Oregon State, maybe looking for inspiration, went with a retro look. The Beavers were decked out in 1967 black throwback uniforms. That team beat No. 1 USC and O.J. Simpson and had a win and a tie against teams ranked No. 2.
This one won't even go to a bowl.
For decades, Oregon was a second-class Pac-10 team, too. But in 1994 Rich Brooks led the Ducks to their first Rose Bowl since 1965 and it turned out to be no fluke. Brooks left for the NFL and handed the program off to Mike Bellotti.
With Knight helping to fund the cause, the Ducks became a factor in the Pac-10 and probably should have played for a national title with quarterback Joey Harrington after the 2001 season. The BCS numbers didn't work out for the Ducks that season and the window of opportunity in the Pac-10 closed the next season as Southern California began its dominant run.

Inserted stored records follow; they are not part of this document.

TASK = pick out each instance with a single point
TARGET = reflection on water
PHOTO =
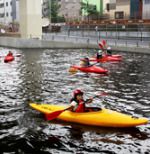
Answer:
(42, 76)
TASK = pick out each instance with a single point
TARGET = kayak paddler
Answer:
(85, 62)
(77, 103)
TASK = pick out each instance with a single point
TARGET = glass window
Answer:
(147, 1)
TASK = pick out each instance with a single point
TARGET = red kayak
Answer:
(8, 59)
(107, 58)
(91, 69)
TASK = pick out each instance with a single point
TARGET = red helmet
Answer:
(77, 92)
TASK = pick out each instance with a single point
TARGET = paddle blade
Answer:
(101, 94)
(53, 115)
(104, 42)
(73, 70)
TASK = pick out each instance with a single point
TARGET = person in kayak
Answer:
(109, 52)
(99, 54)
(77, 103)
(85, 62)
(10, 53)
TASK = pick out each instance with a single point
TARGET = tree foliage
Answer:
(89, 9)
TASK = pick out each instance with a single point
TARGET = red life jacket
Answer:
(81, 107)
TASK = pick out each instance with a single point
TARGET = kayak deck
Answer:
(91, 69)
(104, 117)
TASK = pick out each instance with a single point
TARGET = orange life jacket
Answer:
(81, 107)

After the 2008 season, Bellotti stepped aside and Kelly, after just one season as offensive coordinator, was promoted to head coach. The Ducks finally knocked the Trojans off the Pac-10 throne and went the Rose Bowl last season, wrapping up the conference title with a victory in the Civil War.
The Rose Bowl would have been a consolation prize for these Ducks. The Beavers' fans were ready to taunt them by tossing roses on to the field if Oregon State had pulled the upset.
After three early turnovers (two by Oregon), the rivals traded touchdown drives that would typify the way each wanted to play.
Oregon State took 15 plays and a season-high 7:36 off the clock to go 62 yards for a 6-yard touchdown pass to Rodgers.
Oregon responded quickly, needing only 2:43 to go 60 yards, capped by a 3-yard TD pass from Thomas to Barner.
The Ducks botched the extra point, a low snap leading to a block. Kicker Rob Beard made a 36-yard field goal in the second quarter and missed a 25-yarder on the final play of the first half.
In between, James capped a 74-yard drive that took 1:55 and included no completed passes with an 8-yard touchdown run to make it 16-7.
The Ducks were far from their best Saturday, but as the clear skies turned gray and clouds began to cover Mount Hood off in the distance, Oregon showed its resolve and toughness.
Now it's on to Glendale, Ariz., for the fashion plates of college football.